Someone suggested some soap molds,so I decided to try them and they're great!!!  Their called "NO LINER SOAP MOLDS" this is the webstore:www.http://cgi.ebay.com/soapmolds the man's name is Richard,360-910-1976 or 1877-890-0267.  They don't have rounded corners,unmold easily and easy to clean up.


----------



## babygirl (Oct 17, 2010)

can you repost the address please?


----------



## Deda (Oct 17, 2010)

I've always heard that MrDoRight Molds warp quickly, I hope you have better luck than others who have bought those molds.


----------



## chafalota (Oct 18, 2010)

Look on e-bay under "No Liner Soap Molds" and his store should come up.  He has alot of pictures you can see.  He gave me real good service.


----------



## Sunny (Oct 22, 2010)

Deda said:
			
		

> I've always heard that MrDoRight Molds warp quickly, I hope you have better luck than others who have bought those molds.



Same. Those are a lot of money to have warp.

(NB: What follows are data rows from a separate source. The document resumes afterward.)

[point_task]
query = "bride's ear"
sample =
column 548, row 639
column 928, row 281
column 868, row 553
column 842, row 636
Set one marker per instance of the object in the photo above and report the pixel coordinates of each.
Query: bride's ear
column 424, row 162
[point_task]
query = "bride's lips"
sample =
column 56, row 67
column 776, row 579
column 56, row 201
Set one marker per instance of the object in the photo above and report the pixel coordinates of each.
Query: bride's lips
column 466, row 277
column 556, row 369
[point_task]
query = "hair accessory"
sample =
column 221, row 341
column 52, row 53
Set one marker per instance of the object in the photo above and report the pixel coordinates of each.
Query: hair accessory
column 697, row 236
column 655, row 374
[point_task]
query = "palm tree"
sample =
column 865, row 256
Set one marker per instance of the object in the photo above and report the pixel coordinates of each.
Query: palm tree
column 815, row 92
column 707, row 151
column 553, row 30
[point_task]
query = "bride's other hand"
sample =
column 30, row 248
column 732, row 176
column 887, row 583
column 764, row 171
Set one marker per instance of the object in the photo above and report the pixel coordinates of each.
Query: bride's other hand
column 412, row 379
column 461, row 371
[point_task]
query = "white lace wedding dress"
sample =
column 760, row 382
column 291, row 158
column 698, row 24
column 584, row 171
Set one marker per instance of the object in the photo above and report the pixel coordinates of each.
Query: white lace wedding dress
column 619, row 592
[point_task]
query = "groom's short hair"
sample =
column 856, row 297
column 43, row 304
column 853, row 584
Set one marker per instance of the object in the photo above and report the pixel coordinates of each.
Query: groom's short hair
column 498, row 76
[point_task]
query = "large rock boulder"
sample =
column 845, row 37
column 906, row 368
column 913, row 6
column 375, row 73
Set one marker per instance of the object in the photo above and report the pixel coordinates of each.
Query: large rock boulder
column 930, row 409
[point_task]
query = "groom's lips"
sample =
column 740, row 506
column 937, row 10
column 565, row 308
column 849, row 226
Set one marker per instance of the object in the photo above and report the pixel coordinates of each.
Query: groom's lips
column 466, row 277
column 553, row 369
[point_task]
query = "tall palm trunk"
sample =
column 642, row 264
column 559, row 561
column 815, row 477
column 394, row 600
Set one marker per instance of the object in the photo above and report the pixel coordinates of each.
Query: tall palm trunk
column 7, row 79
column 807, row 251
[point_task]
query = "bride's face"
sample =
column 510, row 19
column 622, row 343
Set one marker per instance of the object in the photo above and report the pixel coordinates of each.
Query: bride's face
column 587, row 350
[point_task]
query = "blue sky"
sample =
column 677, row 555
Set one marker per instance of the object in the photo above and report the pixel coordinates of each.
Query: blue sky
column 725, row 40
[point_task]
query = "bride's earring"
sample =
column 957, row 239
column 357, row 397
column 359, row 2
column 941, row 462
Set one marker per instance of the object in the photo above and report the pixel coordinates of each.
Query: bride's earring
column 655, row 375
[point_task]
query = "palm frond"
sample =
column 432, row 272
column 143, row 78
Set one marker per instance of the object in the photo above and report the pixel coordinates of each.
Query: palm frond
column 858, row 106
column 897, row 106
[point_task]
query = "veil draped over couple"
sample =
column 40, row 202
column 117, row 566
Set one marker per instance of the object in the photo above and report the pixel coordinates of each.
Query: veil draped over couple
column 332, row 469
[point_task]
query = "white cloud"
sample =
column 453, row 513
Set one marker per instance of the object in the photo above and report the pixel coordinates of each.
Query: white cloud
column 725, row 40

And I messaged him months ago asking if they would warp, I had heard from someone that they did warp, and I wanted to be able to get my money back if they did. He was instantly upset and wanted to know who I got the information from. I told him my info was from a forum.
The basic information I got from him (in all caps) was that I would not get my money back because if I used them properly then they wouldn't warp. hah.


----------



## carebear (Oct 22, 2010)

they warp with CP soap (MY experience).  don't know if they would with MP soap, though.


----------